Table 1. Comparison of reconstruction results in different networks.

	SSIM	PSNR	Parameters
U-net	0.895	21.9440	31.0M
Autoenconder	0.862	19.7423	61.3M
ResNet	0.858	19.5997	43.0M

shows a comparison of the results and parameters of the three algorithms. Parameters reflect the computational complexity of algorithms. The values of SSIM and PSNR are averaged over the reconstructed images, and they can show the effectiveness of the algorithms in reconstructing the Speckle image through POF. It can be found that U-Net, with a parameter count of 31.0 M, has a smaller number of parameters compared to autoencoder (61.3 M) and ResNet (43.0 M). This means that U-Net has a smaller computational complexity. Meanwhile, the U-Net-reconstructed speckle images have higher SSIM and PSNR. The comparative results justify the superiority of the U-Net algorithm in this study.

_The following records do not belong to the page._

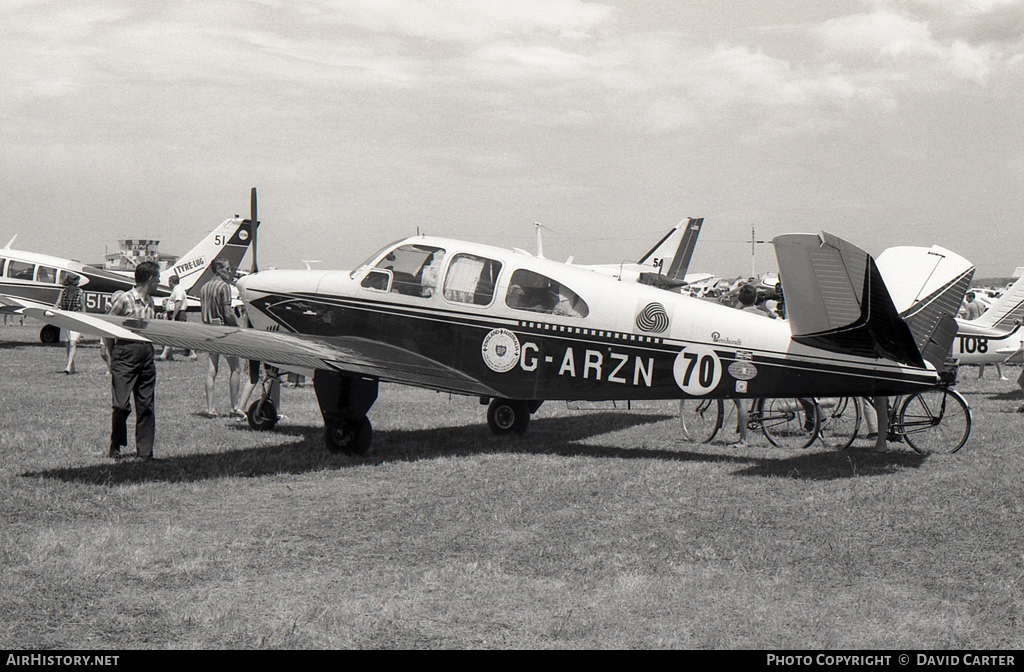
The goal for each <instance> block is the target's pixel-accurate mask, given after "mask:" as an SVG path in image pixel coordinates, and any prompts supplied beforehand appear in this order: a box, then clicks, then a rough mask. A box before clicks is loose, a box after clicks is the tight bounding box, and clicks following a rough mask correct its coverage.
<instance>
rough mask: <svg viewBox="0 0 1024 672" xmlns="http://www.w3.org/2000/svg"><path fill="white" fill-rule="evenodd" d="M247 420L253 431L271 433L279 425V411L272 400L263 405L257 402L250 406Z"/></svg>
mask: <svg viewBox="0 0 1024 672" xmlns="http://www.w3.org/2000/svg"><path fill="white" fill-rule="evenodd" d="M246 419H247V420H248V421H249V426H250V427H252V428H253V429H256V430H257V431H269V430H271V429H273V427H274V425H276V424H278V409H276V408H274V406H273V402H271V401H270V400H267V401H265V402H263V403H260V401H259V400H256V401H255V402H253V403H252V404H251V405H249V411H248V412H247V413H246Z"/></svg>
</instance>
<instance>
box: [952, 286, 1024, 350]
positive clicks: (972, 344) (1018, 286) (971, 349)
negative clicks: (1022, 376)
mask: <svg viewBox="0 0 1024 672" xmlns="http://www.w3.org/2000/svg"><path fill="white" fill-rule="evenodd" d="M1022 319H1024V276H1022V277H1021V278H1018V279H1017V282H1015V283H1014V284H1013V285H1012V286H1011V287H1010V289H1008V290H1007V291H1006V292H1004V293H1002V295H1001V296H1000V297H999V298H997V299H995V301H993V302H992V303H991V304H990V305H989V306H988V308H987V309H986V310H985V311H984V312H983V313H981V314H980V316H979V317H978V318H977V319H975V320H957V321H956V322H957V324H958V326H959V329H958V331H957V332H956V340H955V341H953V352H952V356H953V358H954V359H955V360H956V361H958V362H959V363H961V364H1001V363H1004V362H1007V361H1008V359H1010V358H1011V356H1013V355H1019V353H1021V351H1022V348H1024V330H1022V329H1021V321H1022ZM1013 361H1014V362H1017V361H1019V360H1018V359H1017V358H1014V360H1013Z"/></svg>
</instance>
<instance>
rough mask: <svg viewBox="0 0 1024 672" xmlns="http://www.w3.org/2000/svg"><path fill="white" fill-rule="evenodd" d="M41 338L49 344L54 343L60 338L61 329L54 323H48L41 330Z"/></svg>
mask: <svg viewBox="0 0 1024 672" xmlns="http://www.w3.org/2000/svg"><path fill="white" fill-rule="evenodd" d="M39 340H40V341H42V342H43V343H46V344H47V345H52V344H53V343H56V342H57V341H59V340H60V329H59V328H58V327H54V326H53V325H46V326H45V327H43V328H42V329H40V330H39Z"/></svg>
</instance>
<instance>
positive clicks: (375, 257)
mask: <svg viewBox="0 0 1024 672" xmlns="http://www.w3.org/2000/svg"><path fill="white" fill-rule="evenodd" d="M402 240H404V239H402ZM400 242H401V241H391V242H390V243H388V244H387V245H385V246H384V247H382V248H381V249H379V250H377V251H376V252H374V253H373V254H371V255H370V256H369V257H367V259H366V261H364V262H362V263H360V264H359V265H358V266H356V267H355V270H353V271H352V272H350V274H348V277H349V278H355V277H356V276H358V275H359V274H360V272H362V271H364V270H366V268H367V266H369V265H370V264H371V262H372V261H373V260H374V259H376V258H377V257H379V256H380V255H381V254H382V253H383V252H384V250H386V249H388V248H390V247H393V246H395V245H397V244H398V243H400Z"/></svg>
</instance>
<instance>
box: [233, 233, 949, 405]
mask: <svg viewBox="0 0 1024 672" xmlns="http://www.w3.org/2000/svg"><path fill="white" fill-rule="evenodd" d="M402 247H406V248H410V249H413V250H415V249H418V250H419V251H420V253H421V254H422V256H423V259H424V260H426V258H427V256H428V255H430V254H433V251H436V250H442V251H443V254H444V259H445V261H444V263H443V265H442V267H441V268H440V269H439V270H438V274H437V280H436V285H435V286H432V287H430V288H429V289H427V288H426V286H425V285H423V282H422V277H421V275H422V274H423V272H424V267H425V266H426V263H424V264H423V265H420V266H417V267H415V268H414V267H412V266H410V267H409V268H406V269H403V270H399V269H398V268H397V267H396V266H394V264H393V263H392V265H391V266H389V265H388V264H389V263H391V261H389V260H388V256H389V255H391V254H392V252H391V251H394V252H396V254H395V255H394V256H395V257H396V261H395V262H396V263H399V264H400V262H401V257H402V254H401V250H400V249H399V248H402ZM388 250H391V251H388ZM470 261H472V263H470ZM453 262H454V263H453ZM460 263H461V264H462V265H461V266H460V265H458V264H460ZM413 266H416V263H414V264H413ZM375 276H376V277H375ZM538 278H540V279H541V280H538ZM481 279H482V280H481ZM521 279H528V280H529V281H530V282H532V283H534V284H535V285H536V286H537V287H542V286H544V285H545V284H546V283H547V288H549V289H550V288H551V287H552V286H557V288H558V289H559V291H560V292H561V294H562V298H563V302H564V300H565V297H566V296H568V297H570V298H569V300H570V301H574V303H573V305H574V306H575V310H572V309H571V308H568V309H565V310H562V311H561V312H562V314H558V312H559V311H558V310H557V309H556V308H554V307H553V306H552V305H551V304H550V303H549V304H547V305H545V304H543V302H541V303H536V304H531V305H528V306H527V305H525V304H523V303H522V302H521V299H517V298H516V297H517V296H519V295H521V294H522V293H523V291H522V289H520V288H519V287H518V284H517V283H516V281H517V280H521ZM481 287H482V290H481ZM240 289H241V290H242V295H243V299H244V300H245V301H246V303H247V304H248V309H249V314H250V320H251V321H252V322H253V326H254V327H256V328H257V329H263V330H282V331H290V332H294V333H301V334H313V335H317V336H322V337H341V336H344V337H356V338H365V339H368V340H372V341H375V342H380V343H386V344H389V345H393V346H395V347H399V348H401V349H403V350H407V351H411V352H416V353H417V354H420V355H422V356H425V358H427V359H429V360H431V361H433V362H435V363H437V364H438V365H440V366H442V367H449V368H452V369H455V370H458V371H460V372H463V373H465V374H466V375H468V376H469V377H471V378H473V379H475V380H477V381H480V382H481V383H483V384H484V385H486V386H487V387H489V388H492V389H494V390H496V391H497V392H498V393H500V394H501V395H503V396H505V397H507V398H512V400H594V401H598V400H654V398H680V397H687V396H709V397H757V396H795V395H814V396H818V395H821V396H823V395H866V394H894V393H901V392H907V391H912V390H918V389H922V388H924V387H928V386H932V385H934V384H935V382H936V380H937V378H936V374H935V371H934V370H931V369H924V370H923V369H916V368H912V367H906V366H902V365H898V364H895V363H892V362H888V361H883V360H870V359H863V358H852V356H844V355H840V354H836V353H833V352H826V351H823V350H818V349H816V348H813V347H809V346H806V345H802V344H799V343H795V342H793V341H792V340H791V331H790V326H788V324H787V323H785V322H784V321H781V320H771V319H768V318H766V317H761V316H759V314H754V313H751V312H745V311H740V310H736V309H733V308H729V307H726V306H721V305H715V304H712V303H709V302H707V301H700V300H698V299H692V298H690V297H687V296H683V295H679V294H675V293H672V292H667V291H663V290H658V289H654V288H650V287H646V286H643V285H639V284H635V283H626V282H618V281H615V280H614V279H611V278H607V277H606V276H602V275H600V274H597V272H593V271H589V270H586V269H582V268H578V267H573V266H568V265H565V264H561V263H558V262H553V261H548V260H544V259H538V258H535V257H530V256H527V255H522V254H516V253H513V252H511V251H505V250H500V249H496V248H490V247H486V246H478V245H473V244H468V243H463V242H459V241H450V240H444V239H431V238H415V239H409V240H407V241H402V242H399V243H396V244H394V246H392V247H391V248H388V249H386V250H382V252H381V253H380V254H378V255H376V256H375V257H374V258H372V259H371V260H370V261H369V262H368V263H367V264H364V265H362V266H360V268H358V269H356V270H355V271H352V272H351V274H349V272H347V271H318V270H317V271H309V270H295V271H281V270H279V271H263V272H260V274H257V275H255V276H251V277H248V278H246V279H244V280H243V281H241V282H240ZM526 289H527V290H530V291H531V290H532V289H534V288H526ZM527 293H528V292H527ZM527 300H531V299H527ZM552 301H554V299H552ZM381 379H382V380H386V376H382V377H381ZM424 386H428V387H429V385H428V384H425V385H424Z"/></svg>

4.4. Comparison of pHash Algorithm

The pHash algorithm is used to assess the similarity of images, and it can process large-scale image collections promptly and accurately. This algorithm includes a series of computation steps: re-sizing the image to a standard size, converting it to grayscale, applying Gaussian blurring, performing DCT, quantifying the low-frequency features, and finally generating a 64-bit pHash value. Its effectiveness can be significantly improved by setting an appropriate threshold and combining it with other image analysis techniques [37]. In this experiment, the pHash values of a randomly selected set of 800 images are calculated, and the final results are depicted in Figure 5c. The inset of Figure 5c also shows how pHash values can be obtained from a specific recovery image. The average pHash value in our work is 2.649. Chen et al. reconstructed the MNIST digital images using U-Net and the improved Swin U-Net with an average pHash value of 11.212 and 8.002, respectively [38]. With the same U-Net, the training dataset in this experiment is significantly increased (12,000 sets of samples vs. 4000 sets of samples), allowing the neural network to be able to learn more features and enhance robustness. Since lower pHash values represent better reconstruction performance, our work achieves relatively better results in recovering POF output speckle images using the U-Net network.

5. Conclusions

This study explores the potential of multimode POFs for high-quality image reconstruction through speckle restoration using a CNN, specifically the conventional U-Net model. Our experimental results, based on an extensive dataset comprising MNIST handwritten digit images, reveal that the U-Net model can effectively reconstruct high-fidelity images from speckle patterns obtained via POFs, achieving an average accuracy of 98.48%. Our findings not only underscore the capability of POFs in biomedical imaging applications but also suggest their superiority compared to traditional silica-based multimode fibers in terms of image reconstruction performance, as evidenced by higher SSIM values. These results pave the way for further advancements in optical imaging technologies using POFs.